Let's cut to the chase. The Court went round and round with all the various contacts and principles, rejecting each one as dispositive, until it seized on a provision requiring contractor to add Sonat as an additional insured for the Lousiana work under contractor's insurance policies. This must be, reasoned the Court, because the parties expected their cross-indemnities might not be enforceable in Louisiana. "Why insert this special provision applicable only to Louisiana jobs?" The additional-insured requirement would be superfluous if the parties exepcted the indemities to be enforceable. So, held the Court, Louisiana applied to this dispute because the parties had Louisiana in mind when the contract was made.
Maybe. But the parties also had Texas and New Mexico in mind because the contract expressly applied Texas law to Texas operations and New Mexico law to New Mexico operations.

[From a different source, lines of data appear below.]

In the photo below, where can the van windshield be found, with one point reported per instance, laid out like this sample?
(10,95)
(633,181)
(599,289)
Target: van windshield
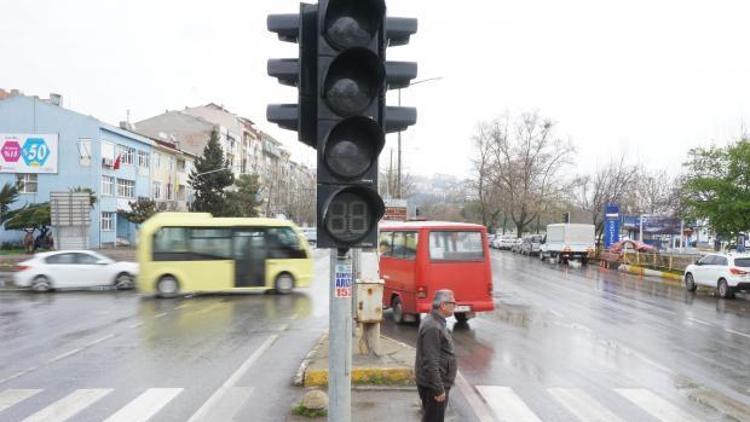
(456,246)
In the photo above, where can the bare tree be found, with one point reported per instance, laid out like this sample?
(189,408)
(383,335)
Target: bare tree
(525,164)
(610,184)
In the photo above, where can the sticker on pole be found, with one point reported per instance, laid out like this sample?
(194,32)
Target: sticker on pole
(343,284)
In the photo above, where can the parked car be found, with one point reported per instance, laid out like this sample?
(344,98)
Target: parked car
(74,269)
(728,273)
(530,244)
(311,233)
(516,247)
(505,241)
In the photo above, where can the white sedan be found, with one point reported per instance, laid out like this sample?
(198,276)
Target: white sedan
(728,273)
(74,269)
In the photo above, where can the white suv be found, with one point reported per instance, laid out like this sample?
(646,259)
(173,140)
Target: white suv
(726,272)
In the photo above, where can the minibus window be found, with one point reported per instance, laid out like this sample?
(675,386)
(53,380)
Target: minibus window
(456,246)
(410,245)
(386,244)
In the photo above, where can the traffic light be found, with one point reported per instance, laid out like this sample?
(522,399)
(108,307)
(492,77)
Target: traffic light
(301,28)
(342,76)
(353,119)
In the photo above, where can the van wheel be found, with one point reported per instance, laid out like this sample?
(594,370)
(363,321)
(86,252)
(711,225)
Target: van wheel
(284,283)
(690,283)
(41,284)
(167,286)
(724,290)
(398,310)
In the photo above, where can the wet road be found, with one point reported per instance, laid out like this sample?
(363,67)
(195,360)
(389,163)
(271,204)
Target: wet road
(569,344)
(100,355)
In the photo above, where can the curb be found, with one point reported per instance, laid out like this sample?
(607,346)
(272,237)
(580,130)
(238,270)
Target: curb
(669,278)
(365,375)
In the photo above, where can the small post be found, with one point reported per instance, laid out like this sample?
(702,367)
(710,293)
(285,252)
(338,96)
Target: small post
(340,337)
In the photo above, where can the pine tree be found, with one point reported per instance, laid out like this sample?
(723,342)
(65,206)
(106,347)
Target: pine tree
(245,202)
(208,180)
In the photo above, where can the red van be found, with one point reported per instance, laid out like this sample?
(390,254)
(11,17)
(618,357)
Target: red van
(418,258)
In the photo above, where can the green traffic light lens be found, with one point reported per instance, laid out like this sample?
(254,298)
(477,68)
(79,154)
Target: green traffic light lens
(353,146)
(354,80)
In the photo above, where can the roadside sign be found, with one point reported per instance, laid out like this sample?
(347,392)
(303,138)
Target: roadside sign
(343,284)
(28,153)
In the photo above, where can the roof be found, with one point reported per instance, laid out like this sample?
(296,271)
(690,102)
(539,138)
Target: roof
(428,224)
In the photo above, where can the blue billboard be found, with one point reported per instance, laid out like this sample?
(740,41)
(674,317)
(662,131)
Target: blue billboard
(611,224)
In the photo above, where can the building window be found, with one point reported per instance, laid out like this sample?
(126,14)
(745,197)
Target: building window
(125,188)
(143,159)
(84,152)
(156,190)
(126,154)
(27,183)
(108,186)
(108,219)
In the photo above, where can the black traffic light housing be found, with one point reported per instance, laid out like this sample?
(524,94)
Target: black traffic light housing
(342,77)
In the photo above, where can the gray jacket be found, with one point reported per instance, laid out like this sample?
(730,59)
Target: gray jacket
(435,366)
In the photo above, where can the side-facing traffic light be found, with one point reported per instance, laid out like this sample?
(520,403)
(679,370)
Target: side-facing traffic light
(301,28)
(353,119)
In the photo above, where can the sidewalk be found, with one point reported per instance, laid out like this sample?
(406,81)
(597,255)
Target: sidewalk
(383,387)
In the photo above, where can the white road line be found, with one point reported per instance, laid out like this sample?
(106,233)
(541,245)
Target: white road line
(145,406)
(64,355)
(10,397)
(208,407)
(506,404)
(655,405)
(97,341)
(69,406)
(583,405)
(477,405)
(698,321)
(729,330)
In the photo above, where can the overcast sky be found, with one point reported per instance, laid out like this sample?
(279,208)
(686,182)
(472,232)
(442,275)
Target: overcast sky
(649,78)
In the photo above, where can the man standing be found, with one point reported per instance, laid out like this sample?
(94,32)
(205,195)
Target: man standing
(435,366)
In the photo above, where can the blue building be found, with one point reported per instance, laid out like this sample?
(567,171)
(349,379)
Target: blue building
(78,151)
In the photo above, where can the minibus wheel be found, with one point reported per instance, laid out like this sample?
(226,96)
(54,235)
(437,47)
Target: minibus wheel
(398,310)
(284,283)
(168,286)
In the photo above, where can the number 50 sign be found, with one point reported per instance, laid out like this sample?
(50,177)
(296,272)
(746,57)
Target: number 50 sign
(28,153)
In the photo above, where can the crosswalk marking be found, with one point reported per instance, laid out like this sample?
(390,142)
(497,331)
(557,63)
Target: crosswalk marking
(506,404)
(582,405)
(10,397)
(655,405)
(143,407)
(69,406)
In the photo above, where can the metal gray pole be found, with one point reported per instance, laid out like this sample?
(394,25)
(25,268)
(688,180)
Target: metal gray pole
(398,178)
(340,338)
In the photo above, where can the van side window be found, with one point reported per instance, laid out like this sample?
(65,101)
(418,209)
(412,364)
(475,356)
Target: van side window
(399,244)
(385,244)
(410,245)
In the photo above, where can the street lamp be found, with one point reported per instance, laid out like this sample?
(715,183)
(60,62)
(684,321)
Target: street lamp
(398,176)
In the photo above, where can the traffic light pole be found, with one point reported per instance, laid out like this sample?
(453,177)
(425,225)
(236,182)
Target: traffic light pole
(340,337)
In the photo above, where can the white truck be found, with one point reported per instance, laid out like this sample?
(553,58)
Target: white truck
(565,242)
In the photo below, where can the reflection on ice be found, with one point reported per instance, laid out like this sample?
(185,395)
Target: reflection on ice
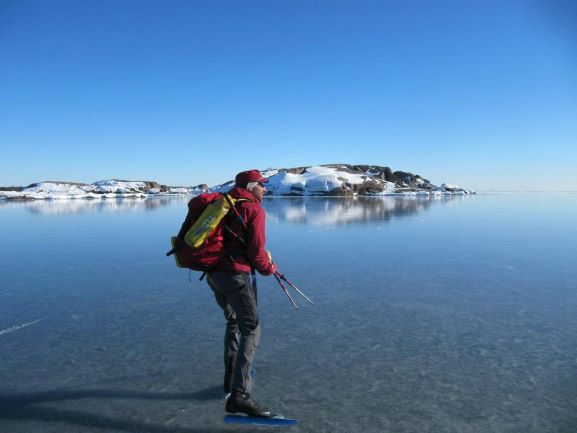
(347,210)
(57,207)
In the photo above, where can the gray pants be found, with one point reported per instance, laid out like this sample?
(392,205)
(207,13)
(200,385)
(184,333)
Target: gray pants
(235,295)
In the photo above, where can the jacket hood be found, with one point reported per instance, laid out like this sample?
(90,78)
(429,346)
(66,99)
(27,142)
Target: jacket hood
(238,192)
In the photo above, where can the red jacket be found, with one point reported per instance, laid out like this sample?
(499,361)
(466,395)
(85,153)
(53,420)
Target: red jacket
(241,257)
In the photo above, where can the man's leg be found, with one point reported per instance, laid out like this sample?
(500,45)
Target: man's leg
(231,336)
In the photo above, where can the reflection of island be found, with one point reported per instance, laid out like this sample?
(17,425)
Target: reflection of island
(57,207)
(347,210)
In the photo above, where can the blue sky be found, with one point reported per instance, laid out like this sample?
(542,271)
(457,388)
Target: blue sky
(480,93)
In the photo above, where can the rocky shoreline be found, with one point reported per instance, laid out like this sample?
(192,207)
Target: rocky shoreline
(322,180)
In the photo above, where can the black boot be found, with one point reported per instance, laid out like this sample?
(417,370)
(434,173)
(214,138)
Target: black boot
(243,402)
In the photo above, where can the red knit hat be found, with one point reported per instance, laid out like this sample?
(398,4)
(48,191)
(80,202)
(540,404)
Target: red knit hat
(245,177)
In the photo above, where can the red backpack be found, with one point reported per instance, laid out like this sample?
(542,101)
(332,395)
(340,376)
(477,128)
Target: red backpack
(211,251)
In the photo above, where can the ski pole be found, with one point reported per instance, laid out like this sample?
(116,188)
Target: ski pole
(285,290)
(282,277)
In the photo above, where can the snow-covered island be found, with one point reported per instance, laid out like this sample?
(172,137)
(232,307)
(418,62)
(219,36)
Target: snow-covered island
(323,180)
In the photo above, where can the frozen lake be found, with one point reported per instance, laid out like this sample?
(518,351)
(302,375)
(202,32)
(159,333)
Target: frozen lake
(432,315)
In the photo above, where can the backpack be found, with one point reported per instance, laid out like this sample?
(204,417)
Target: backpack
(200,243)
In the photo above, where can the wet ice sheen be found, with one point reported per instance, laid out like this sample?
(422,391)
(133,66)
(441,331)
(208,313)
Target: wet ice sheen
(430,315)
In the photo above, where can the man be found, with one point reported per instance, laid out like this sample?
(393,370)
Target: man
(234,291)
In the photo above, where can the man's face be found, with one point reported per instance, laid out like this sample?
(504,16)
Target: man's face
(258,191)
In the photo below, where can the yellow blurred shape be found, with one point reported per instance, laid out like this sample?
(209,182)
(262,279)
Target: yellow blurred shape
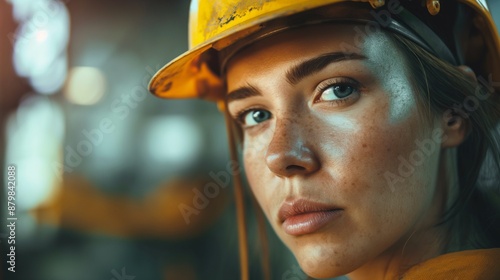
(82,206)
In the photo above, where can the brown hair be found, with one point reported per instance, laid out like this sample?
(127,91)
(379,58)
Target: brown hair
(475,214)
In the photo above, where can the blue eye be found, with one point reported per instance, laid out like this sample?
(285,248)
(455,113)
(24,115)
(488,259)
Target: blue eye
(337,91)
(254,117)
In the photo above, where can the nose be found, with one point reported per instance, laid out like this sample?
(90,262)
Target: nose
(289,153)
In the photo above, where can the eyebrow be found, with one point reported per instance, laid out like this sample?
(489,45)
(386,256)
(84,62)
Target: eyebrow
(298,72)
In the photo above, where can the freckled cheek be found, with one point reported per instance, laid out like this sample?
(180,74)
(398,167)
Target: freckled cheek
(365,156)
(256,170)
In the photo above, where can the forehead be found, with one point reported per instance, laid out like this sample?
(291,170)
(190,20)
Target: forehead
(288,47)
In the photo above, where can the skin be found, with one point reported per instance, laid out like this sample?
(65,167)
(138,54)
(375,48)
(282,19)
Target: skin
(337,152)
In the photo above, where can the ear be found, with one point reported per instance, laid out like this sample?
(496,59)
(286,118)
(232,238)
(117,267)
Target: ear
(455,129)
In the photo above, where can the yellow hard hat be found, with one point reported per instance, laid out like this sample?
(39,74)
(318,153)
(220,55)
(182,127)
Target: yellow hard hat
(458,31)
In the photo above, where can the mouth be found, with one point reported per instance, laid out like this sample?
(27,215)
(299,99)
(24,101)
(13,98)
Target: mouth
(300,217)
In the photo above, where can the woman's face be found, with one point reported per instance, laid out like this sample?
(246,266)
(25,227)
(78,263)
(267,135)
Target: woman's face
(334,149)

The Court could easily have inferred an intention not to apply Louisiana law because they omitted a specific selection of that law for those operations. Also, even if the additional-insured requirement applied only to Louisiana operations, the indemnity, which is the disputed provision, appears to apply to the multistate operations. The arguments could go either way.
This is the point. Choice-of-law is often a crap shoot. Be on the look out for choice-of-law traps (or opportunities), because I can assure you that the other side is looking. Most of the time, the applicable law is not, and could not be, in dispute. But when it is, the outcome of the case may depend on it.